Patrick Clawson, the Director of Research at the Washington Institute for Near East Policy, told VOA the supreme leader “is the single most important person in the Islamic Republic of Iran, and the one who has the ultimate say about the nuclear talks.”

So far Khamenei has shown support for Iran’s negotiators. In February Khamenei told a group of Iranian Air Force officials, “I support the progress of this work [nuclear negotiations] and if a good deal is reached, I would agree with that and believe the Iranian nation would not oppose an agreement in which its dignity, respect and interests are protected.”

“Americans have repeatedly said they believe no deal is better than a bad deal,” said Khamenei. “Yes, we believe in that, too. We think that no deal is better than a bad deal that is against our national interests and humiliates the great nation of Iran."

Sanctions impact

Analysts say the majority of the Iranian public supports a nuclear deal, because sanctions are crippling the economy.

While shopping in a Tehran market, Tahereh Sadeghi said "a few years ago and before the sanctions, the situation was much better. Now the price of everything has almost doubled or tripled."

Analysts say the faltering economy is putting pressure on Khamenei to approve a nuclear deal.

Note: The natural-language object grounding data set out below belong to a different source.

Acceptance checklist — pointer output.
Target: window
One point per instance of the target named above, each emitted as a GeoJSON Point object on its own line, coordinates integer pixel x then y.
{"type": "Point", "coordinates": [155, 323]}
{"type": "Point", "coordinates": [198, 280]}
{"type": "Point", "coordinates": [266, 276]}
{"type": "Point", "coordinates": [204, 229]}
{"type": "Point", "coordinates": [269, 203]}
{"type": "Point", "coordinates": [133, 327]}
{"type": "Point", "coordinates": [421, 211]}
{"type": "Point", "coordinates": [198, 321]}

Ali Alfoneh, an Iran scholar and senior fellow at the Foundation for Defense of Democracies, told VOA, “Mr. Khamenei is listening to those technocratic elites within the elite structure of Iran who tell him that Iran is on the verge of bankruptcy and is in need of cash, in need of sanctions relief, and this is exactly the type of sanctions relief that he will be getting as part of a nuclear bargain with the United States."

Experts say Khamenei came into office as supreme leader in a weak position and spent many years cultivating close relationships with the Revolutionary Guards.

Old ties

The Guards were formed after the 1979 Iranian revolution to protect the country’s Islamic system.

Clawson said Khamenei “is really now more a leader of the Revolutionary Guards than he is a prominent cleric. It is the Revolutionary Guards which are his natural power base and not the clerics,” he said.

Analysts say members of the Revolutionary Guards are aggressively pushing for nuclear weapons, although Iran's government insists its nuclear program is for peaceful purposes.

Khamenei has said Iran needs to show “heroic flexibility.”

Alfoneh said of Khamenei “he is the one trying to reach consensus for the nuclear program and he also has the final say if the U.S. and the Islamic Republic of Iran are going to reach an agreement or not.”

Transition questions

There has been rampant speculation about Khamenei’s health. Last September state media showed rare pictures of the ayatollah in the hospital after prostate surgery.

Analyst Clawson said “it is quite possible that in fact Khamenei’s medical condition is much worse than what they announced when he went into the hospital. And that they were preparing people for his death. But that is just speculation. We don’t know that,” he said.

Recently Iran’s Assembly of Experts, the clerical group in charge of selecting and supervising the supreme leader, elected a new chairman. The council chose Mohammad Yazdi, an 83-year-old conservative hardliner, over former President Akbar Hashemi Rafsanjani.

Khamenei has no designated successor and analysts expect a fight for power before one is chosen.

“We already see a struggle for power in Iran between two main camps,” said Alfoneh.

“One of them being the technocratic camp led by Mr. Rafsanjani and his supporters, but also the other camp led by the Revolutionary Guards and their civilian supporters within the clergy,” he said.